A more practical point is that the main competitor is C++, a language notorious for long compilation times, so not-ultra-fast compile times might not be the highest priority for people working on rustc.
C++ compilers are very fast (I would say amazingly fast) unfortunately atrocious header only implementations like Boost drags it down. I just did clang++ -E on a single #include of cpp-netlib which depends on Boost asio and the dumped output came to:
$ wc test1
279506 897765 10174700 test1
And this is after enabling dynamic linking which cuts down a few thousand lines. Library writers are not giving compiler writers a break! I find this practice atrocious. People should be able to just import the interface instead the whole implementation of everything (and enable "headers only" feature at the end if so desired to eliminate the need of linking).

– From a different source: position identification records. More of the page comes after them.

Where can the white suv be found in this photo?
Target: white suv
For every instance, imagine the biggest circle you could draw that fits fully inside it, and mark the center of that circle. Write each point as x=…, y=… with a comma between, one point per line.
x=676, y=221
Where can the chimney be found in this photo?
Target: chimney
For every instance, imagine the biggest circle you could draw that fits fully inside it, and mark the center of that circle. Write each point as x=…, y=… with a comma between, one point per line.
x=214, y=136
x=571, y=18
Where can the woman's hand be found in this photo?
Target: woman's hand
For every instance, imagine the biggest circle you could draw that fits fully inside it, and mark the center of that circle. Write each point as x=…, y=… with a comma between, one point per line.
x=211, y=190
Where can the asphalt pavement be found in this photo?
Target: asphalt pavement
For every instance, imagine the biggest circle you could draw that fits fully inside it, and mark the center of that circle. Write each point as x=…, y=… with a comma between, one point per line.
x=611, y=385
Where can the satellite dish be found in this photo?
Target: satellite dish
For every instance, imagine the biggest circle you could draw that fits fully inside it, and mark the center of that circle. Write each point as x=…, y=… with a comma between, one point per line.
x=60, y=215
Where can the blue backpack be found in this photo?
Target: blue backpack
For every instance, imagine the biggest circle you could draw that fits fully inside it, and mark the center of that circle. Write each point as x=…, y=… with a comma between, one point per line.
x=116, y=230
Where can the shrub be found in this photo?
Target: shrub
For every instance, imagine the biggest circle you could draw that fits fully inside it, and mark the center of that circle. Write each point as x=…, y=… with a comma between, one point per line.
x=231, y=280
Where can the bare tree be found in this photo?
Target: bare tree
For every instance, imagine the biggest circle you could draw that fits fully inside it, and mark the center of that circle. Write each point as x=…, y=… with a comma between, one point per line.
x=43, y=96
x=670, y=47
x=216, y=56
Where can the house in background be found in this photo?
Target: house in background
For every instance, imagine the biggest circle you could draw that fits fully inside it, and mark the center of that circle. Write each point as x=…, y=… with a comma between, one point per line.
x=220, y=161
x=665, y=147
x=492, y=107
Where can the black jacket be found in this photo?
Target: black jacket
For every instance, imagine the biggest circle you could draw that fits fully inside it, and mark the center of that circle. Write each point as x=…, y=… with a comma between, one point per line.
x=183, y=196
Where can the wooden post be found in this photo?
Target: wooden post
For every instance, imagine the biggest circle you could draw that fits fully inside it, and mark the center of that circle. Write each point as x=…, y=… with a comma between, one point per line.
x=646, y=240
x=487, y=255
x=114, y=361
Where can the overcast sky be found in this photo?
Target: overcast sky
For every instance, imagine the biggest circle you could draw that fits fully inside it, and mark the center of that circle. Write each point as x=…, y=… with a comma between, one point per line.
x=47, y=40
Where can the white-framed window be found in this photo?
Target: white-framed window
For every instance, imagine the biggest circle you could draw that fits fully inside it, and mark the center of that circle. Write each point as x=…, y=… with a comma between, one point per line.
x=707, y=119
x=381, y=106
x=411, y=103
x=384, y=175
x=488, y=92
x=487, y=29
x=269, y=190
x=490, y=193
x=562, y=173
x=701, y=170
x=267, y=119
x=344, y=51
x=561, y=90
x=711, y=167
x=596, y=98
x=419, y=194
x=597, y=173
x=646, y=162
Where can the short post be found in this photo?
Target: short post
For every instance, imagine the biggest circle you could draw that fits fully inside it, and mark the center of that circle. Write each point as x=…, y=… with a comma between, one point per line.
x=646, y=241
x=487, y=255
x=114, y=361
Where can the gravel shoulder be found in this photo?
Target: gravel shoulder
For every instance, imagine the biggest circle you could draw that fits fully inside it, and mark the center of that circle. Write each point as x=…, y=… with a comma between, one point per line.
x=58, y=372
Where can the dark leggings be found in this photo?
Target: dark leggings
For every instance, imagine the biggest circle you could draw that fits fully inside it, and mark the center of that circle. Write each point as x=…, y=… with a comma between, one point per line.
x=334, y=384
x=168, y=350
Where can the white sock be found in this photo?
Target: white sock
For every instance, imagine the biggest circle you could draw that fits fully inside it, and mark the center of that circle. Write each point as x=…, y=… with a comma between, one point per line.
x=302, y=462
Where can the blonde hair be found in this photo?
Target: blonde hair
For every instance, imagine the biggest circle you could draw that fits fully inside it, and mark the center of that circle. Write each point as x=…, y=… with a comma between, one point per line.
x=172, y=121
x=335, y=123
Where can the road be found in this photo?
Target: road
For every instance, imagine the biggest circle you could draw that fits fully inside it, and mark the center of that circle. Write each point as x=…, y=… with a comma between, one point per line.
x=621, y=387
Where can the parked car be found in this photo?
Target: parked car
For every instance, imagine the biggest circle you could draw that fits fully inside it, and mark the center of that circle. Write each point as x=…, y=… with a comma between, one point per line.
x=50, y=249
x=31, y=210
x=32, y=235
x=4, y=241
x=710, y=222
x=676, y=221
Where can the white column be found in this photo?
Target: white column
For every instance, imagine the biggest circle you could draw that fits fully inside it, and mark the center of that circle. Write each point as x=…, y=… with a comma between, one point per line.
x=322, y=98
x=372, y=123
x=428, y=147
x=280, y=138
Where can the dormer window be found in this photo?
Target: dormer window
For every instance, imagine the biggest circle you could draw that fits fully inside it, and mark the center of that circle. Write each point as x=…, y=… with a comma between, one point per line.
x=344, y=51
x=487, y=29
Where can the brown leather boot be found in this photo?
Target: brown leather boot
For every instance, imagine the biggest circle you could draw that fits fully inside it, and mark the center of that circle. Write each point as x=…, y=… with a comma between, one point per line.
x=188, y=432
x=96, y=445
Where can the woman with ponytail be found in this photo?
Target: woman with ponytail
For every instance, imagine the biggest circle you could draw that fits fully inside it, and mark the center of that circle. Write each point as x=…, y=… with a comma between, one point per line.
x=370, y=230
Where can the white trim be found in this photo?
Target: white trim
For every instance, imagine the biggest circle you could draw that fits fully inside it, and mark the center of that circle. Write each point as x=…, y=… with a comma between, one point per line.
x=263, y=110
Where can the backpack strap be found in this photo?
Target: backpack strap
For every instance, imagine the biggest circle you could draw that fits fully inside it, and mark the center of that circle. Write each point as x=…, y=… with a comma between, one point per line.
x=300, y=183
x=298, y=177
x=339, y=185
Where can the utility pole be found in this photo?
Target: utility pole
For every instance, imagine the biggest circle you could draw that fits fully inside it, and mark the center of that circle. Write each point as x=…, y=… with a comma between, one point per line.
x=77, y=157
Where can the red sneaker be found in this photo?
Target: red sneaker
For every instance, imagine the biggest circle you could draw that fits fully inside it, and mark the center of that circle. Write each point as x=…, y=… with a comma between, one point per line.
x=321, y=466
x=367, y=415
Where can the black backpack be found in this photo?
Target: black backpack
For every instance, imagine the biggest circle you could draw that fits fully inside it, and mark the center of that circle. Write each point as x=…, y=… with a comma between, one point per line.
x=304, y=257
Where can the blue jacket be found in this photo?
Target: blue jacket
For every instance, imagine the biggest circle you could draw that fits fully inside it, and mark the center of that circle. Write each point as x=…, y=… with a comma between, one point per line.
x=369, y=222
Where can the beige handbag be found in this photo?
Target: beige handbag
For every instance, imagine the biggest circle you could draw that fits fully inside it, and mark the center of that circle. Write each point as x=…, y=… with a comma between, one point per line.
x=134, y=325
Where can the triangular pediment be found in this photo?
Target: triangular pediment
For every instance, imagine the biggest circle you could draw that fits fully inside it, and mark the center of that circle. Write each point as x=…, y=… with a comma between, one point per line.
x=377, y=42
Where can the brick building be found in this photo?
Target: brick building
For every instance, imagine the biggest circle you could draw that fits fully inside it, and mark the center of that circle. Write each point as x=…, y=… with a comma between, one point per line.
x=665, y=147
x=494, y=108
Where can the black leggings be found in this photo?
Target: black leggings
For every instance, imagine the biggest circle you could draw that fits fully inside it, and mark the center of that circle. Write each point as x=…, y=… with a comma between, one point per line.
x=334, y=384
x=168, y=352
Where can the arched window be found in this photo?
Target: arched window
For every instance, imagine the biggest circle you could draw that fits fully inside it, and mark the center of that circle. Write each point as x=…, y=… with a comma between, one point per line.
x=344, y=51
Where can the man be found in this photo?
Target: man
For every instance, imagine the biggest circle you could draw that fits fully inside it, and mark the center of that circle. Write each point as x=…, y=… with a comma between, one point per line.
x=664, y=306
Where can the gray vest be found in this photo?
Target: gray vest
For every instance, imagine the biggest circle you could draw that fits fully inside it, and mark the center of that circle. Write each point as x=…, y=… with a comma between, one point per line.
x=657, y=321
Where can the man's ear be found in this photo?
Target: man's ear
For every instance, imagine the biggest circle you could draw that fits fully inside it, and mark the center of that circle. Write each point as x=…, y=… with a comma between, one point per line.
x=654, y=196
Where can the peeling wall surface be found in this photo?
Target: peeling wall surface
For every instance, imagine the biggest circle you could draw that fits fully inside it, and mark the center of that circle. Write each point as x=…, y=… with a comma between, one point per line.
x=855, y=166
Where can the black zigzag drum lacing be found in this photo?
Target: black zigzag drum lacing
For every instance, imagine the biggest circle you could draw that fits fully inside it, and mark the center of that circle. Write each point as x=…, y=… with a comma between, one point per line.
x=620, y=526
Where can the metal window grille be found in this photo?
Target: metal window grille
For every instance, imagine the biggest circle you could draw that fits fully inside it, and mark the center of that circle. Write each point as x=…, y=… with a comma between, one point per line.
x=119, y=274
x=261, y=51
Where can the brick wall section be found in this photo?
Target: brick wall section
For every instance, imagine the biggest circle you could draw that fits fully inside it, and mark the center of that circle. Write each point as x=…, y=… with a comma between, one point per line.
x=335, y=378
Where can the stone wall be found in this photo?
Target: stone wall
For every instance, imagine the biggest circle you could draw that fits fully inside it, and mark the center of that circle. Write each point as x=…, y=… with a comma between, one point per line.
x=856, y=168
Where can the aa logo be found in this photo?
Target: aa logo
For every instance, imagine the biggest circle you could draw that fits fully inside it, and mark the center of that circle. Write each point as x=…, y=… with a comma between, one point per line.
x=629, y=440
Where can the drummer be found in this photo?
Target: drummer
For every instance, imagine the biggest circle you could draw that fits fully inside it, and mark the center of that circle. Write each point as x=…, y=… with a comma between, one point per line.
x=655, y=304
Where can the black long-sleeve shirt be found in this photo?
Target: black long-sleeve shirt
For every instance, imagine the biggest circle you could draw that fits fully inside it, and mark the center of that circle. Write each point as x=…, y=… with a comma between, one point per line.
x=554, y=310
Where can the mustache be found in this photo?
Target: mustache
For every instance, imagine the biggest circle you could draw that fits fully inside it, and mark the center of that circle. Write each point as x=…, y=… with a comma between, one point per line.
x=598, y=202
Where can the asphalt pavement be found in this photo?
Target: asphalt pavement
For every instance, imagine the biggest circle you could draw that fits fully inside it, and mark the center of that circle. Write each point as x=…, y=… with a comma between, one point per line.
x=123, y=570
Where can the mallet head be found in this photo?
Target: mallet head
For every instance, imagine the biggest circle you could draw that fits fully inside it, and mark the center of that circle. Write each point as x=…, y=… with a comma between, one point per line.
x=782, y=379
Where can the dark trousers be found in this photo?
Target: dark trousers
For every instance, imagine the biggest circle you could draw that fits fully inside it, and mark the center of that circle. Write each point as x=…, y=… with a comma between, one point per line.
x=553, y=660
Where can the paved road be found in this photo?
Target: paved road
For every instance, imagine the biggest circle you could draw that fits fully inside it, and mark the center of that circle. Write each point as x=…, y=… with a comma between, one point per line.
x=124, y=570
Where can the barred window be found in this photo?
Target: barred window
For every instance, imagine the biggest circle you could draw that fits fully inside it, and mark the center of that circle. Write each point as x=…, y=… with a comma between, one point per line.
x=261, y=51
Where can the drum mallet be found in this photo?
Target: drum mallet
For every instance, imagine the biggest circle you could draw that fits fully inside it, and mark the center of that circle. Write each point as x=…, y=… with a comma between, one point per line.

Compatibility with C tooling is also a big reason, as templates can only be header only to be consumed by other translation units.
Unfortunately "export template" was a failed experiment.
Now C++ developers need to wait until C++17 for modules, if they ever get into the standard. And if they do, most likely it will take until around 2020 for all major C++ compilers across embedded, desktop and server systems offer support for it.
Now the question is, if one is willing to wait that long or rather use a language that can use modules today.
Err, header-only libraries exist mostly because templates require them, not because people don't like linking (well, there's some of that too, but it's the minority).
While the problems with templates and huge includes are undeniable, I've found in my experience that for a decently size C++ program the linking stage alone can take way more than the 3-4 seconds the GP is talking about.
C and C++ are definitely some hard beasts to compile, even without boost.
A more practical point is that the main competitor is C++, a language notorious for long compilation times, so not-ultra-fast compile times might not be the highest priority for people working on rustc.